Thursday, October 7, 2021

PSEUDO St. Catherine of Siena: "What is it | you want to change? | Your hair, your face, your body? | Why? || For God is | in love with all those things | and He might weep | when they are gone."

YOUR HAIR, YOUR FACE

What is it
you want to change?
Your hair, your face, your body?
Why?

For God is
in love with all those things
and He might weep
when they are
gone.

     Daniel Ladinsky, Love poems from God:  Twelve sacred voices from the East and West (New York:  Penguin Compass, 2002), 203.  From the prefatory "Genesis of these poems" (xiii-xiv) a strong indication that this one, though attributed to St. Catherine of Siena, is inauthentic:

Penguin Random House
Any liberties I have taken with these poems was an act, I hope, void of self-interest and done with the sole intention of trying to help emancipate our wings. Several translators have been helpful to me with this work, though most of what is in this book could be said to be an avant-garde portrait of these remarkable historic figures. I have used and mixed whichever of their colors I felt were the most genuine, the most relative to the present, and were the most capable of bringing the reader into the extraordinary experience of these great souls. For their experience of God foretells our own.

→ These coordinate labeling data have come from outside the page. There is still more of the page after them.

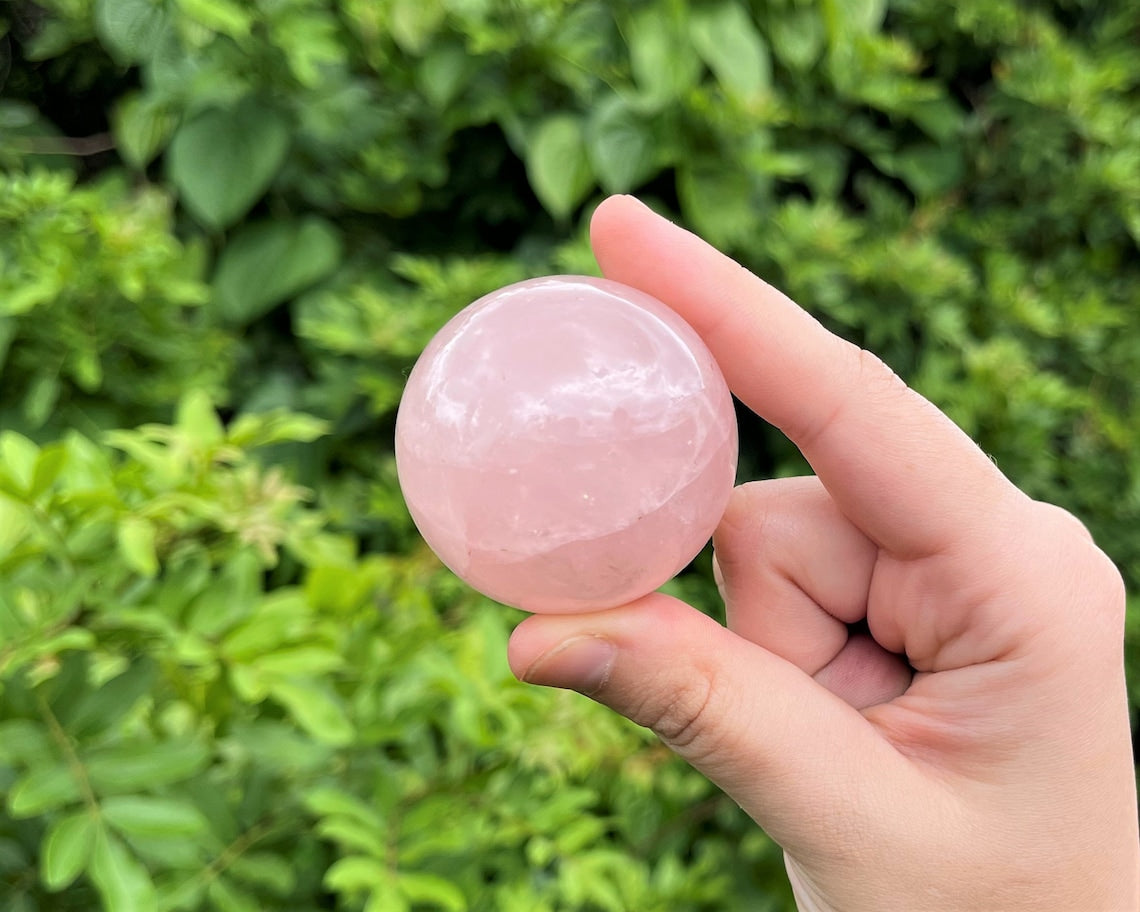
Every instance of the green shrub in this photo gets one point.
(222, 690)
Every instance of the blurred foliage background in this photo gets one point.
(230, 676)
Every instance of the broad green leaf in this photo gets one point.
(130, 29)
(131, 767)
(122, 881)
(316, 708)
(225, 160)
(623, 147)
(43, 789)
(270, 261)
(137, 545)
(558, 164)
(198, 420)
(65, 849)
(143, 816)
(228, 17)
(727, 40)
(143, 127)
(431, 890)
(441, 73)
(661, 55)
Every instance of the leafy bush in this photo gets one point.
(230, 677)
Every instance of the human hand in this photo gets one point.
(987, 768)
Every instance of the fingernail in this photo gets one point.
(580, 664)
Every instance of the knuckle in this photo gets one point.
(1061, 521)
(1073, 547)
(685, 718)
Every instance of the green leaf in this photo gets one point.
(269, 262)
(23, 741)
(98, 710)
(130, 29)
(265, 869)
(431, 890)
(661, 55)
(144, 816)
(136, 536)
(141, 128)
(623, 147)
(122, 881)
(558, 164)
(43, 789)
(278, 426)
(224, 161)
(49, 465)
(7, 334)
(18, 457)
(413, 23)
(198, 420)
(226, 897)
(441, 73)
(721, 202)
(130, 767)
(299, 660)
(316, 708)
(356, 873)
(797, 37)
(225, 16)
(727, 40)
(65, 849)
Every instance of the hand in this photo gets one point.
(971, 751)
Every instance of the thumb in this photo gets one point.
(786, 749)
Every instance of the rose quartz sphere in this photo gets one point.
(566, 444)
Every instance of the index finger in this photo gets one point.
(896, 465)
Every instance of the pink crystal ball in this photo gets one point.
(566, 444)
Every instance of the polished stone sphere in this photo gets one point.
(566, 444)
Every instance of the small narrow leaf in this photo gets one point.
(316, 708)
(131, 767)
(147, 816)
(65, 849)
(42, 789)
(122, 881)
(136, 538)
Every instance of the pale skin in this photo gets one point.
(974, 751)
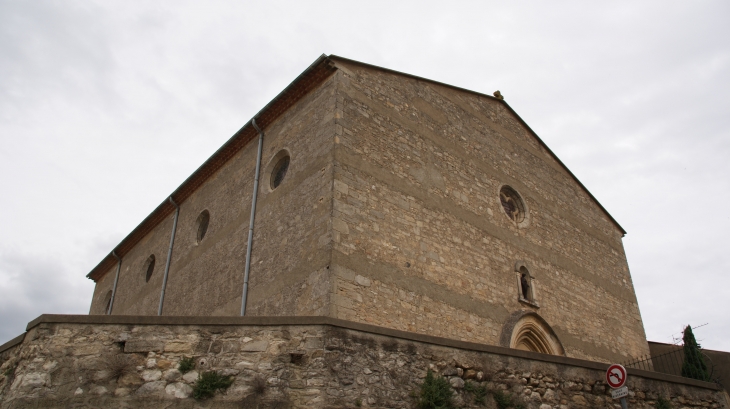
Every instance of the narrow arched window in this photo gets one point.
(107, 301)
(202, 222)
(279, 172)
(525, 284)
(149, 267)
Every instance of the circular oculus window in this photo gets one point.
(512, 204)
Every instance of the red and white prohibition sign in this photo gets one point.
(616, 376)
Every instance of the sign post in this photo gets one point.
(616, 379)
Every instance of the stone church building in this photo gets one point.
(387, 199)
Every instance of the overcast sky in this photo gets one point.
(106, 107)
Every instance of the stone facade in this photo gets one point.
(73, 361)
(390, 214)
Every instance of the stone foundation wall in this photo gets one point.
(295, 362)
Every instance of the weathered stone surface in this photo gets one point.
(151, 388)
(176, 346)
(255, 346)
(191, 376)
(151, 375)
(143, 345)
(172, 375)
(379, 370)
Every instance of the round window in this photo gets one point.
(279, 172)
(512, 204)
(202, 222)
(149, 267)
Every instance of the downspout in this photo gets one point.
(253, 215)
(169, 255)
(116, 280)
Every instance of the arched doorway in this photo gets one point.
(529, 332)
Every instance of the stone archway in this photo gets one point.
(529, 332)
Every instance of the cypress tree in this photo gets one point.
(694, 365)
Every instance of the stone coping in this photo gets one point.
(335, 322)
(13, 342)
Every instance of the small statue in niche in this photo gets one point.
(510, 206)
(525, 284)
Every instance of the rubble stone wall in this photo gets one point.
(296, 362)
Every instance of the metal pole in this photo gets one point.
(169, 255)
(244, 297)
(116, 280)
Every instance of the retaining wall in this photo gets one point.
(295, 362)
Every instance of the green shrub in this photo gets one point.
(479, 392)
(208, 383)
(435, 393)
(662, 403)
(186, 365)
(694, 365)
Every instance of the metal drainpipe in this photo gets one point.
(116, 280)
(169, 256)
(253, 215)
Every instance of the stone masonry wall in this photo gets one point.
(291, 241)
(73, 361)
(421, 240)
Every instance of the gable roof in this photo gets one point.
(509, 108)
(314, 75)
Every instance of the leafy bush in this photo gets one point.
(435, 393)
(662, 403)
(694, 365)
(186, 365)
(208, 383)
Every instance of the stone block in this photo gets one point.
(178, 347)
(143, 345)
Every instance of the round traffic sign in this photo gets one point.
(616, 376)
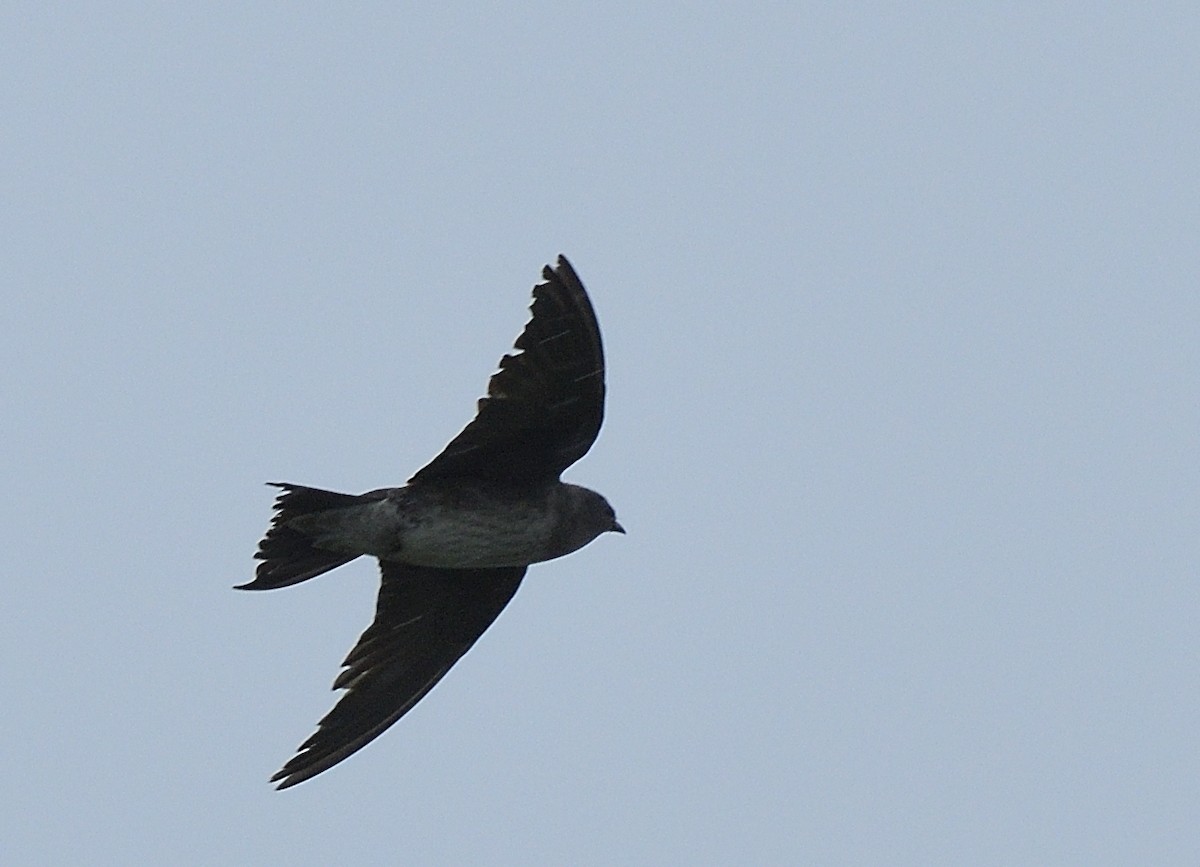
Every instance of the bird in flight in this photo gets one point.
(455, 542)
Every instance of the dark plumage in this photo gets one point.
(456, 540)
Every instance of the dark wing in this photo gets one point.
(425, 620)
(544, 406)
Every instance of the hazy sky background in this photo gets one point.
(901, 310)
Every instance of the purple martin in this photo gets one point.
(455, 542)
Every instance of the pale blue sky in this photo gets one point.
(901, 314)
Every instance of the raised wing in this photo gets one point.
(545, 405)
(425, 620)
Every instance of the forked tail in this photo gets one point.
(288, 555)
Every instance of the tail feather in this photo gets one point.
(288, 555)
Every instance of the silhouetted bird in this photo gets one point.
(455, 542)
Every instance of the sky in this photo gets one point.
(900, 309)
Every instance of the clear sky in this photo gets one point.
(901, 308)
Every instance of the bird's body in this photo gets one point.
(459, 525)
(455, 542)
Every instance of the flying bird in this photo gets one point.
(454, 543)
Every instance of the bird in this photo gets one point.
(454, 542)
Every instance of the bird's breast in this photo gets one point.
(471, 532)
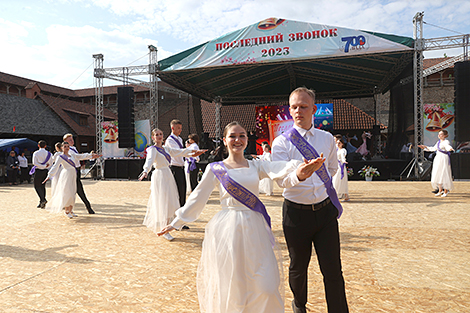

What to say to academia about these poems? Well, I think scholars have made important contributions to unveiling God, yet millions of people continue to be persecuted by frightening untruths stemming from archaic concepts of Him that took root in many of us as children. I hope there is enough benevolence—and reality—in my interpretations of these poems to alleviate some of that suffering; truth frees and makes us laugh. We need to know that God is the source of all humor and that God is Infinite Intelligence, a Beloved that does not defy our deepest sensibilities and the innate, glorious compassion of the heart. . . .

"No one could ever paint a too wonderful picture of…God." But I feel He doesn’t mind that I tried. In studying the lives of these wonderful saints, I can’t imagine any of them saying "no" if they were asked if we could freely adapt their words to a few blue-grass tunes or whiskey-soaked jazz. I think they might shout, "Go for it, baby; set the world on fire if you can, kick ass for the Beloved with some great art."

     My suspicions have been confirmed in correspondence with two specialists in St. Catherine studies dated 6-7 October 2021, Dr. F. Thomas Luongo, Associate Professor and Chair, Department of History, Tulane University ("it doesn’t sound like anything Catherine would say. She is not exactly the patron saint of body-positivity!"  "I don’t think it’s something that Catherine or any other fourteenth-century author could have written"), and Dr. Karen Scott, Associate Professor of Catholic Studies and History, DePaul University ("Ladinsky's text is in no way a real translation of authentic texts by Catherine of Siena").